El secuestro del hijo de Lindbergh

Charles Lindbergh saboreó las mieles del éxito al convertirse en el primer piloto que atravesaba el Atlántico en un vuelo sin escalas y en solitario. Tardó 33 horas y 32 minutos. Antes que él ya lo habían hecho dos pilotos, pero viajaban juntos, y poder charlar restó mérito al vuelo. La fama de Lindbergh y los 25.000 dólares con que fue recompensado le trajeron, sin embargo, amargas consecuencias. El 2 de marzo de 1932 secuestraron a su hijo pequeño, de año y medio.

Pidieron un rescate de 50.000 dólares y Lindbergh pagó, pero el crío apareció muerto con un golpe en la cabeza. Aquella noticia llenó todos los diarios de Europa y América, y la policía no paró hasta que en 1934 detuvo a un inmigrante alemán y lo acusó del secuestro. A raíz de aquello, se creó la Ley Lindbergh, que convertía el secuestro en delito federal seguido de pena de muerte.

Pero además de la repercusión mundial que tuvo el asunto, Salvador Dalí y su musa Gala vinieron a empeorar las cosas por pasarse de listos con sus surrealismos y sus excentricidades. Ocurrió lo siguiente: Dalí y Gala llegaron a Nueva York en plena ebullición del asunto, cuando ya se sabía la identidad del secuestrador y su destino, la silla eléctrica. El artista y su musa fueron invitados a una fiesta de disfraces y Gala llegó con aqueste atuendo: muy elegante de cuello para abajo, vestida de negro y marcando figura; y en la cabeza, sobre una gran cofia negra, una muñeca con una herida en la cabeza en la que Dalí pintó muchas hormigas. Parecía, y de hecho era, la representación del cadáver del hijo de Lindbergh.

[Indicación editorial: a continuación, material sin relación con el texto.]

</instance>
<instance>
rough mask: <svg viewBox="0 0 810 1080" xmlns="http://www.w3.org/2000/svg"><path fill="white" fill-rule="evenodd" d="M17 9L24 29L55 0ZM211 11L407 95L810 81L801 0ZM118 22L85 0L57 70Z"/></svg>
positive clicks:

La que se montó fue de órdago. Era la provocación por la provocación, un guiño de Dalí a sus compañeros surrealistas de París. Pero como la repercusión fue tan enorme, Dalí tuvo que medio disculparse en Nueva York y decir que su disfraz nada tenía que ver con el secuestro del niño. Pero entonces los que se enfadaron fueron los surrealistas, sobre todo André Breton, porque Dalí había renegado en público de un acto provocador. Así eran los surrealistas y así era Dalí: capaz de cualquier cosa con tal de salir en los papeles y abrirse paso en Estados Unidos.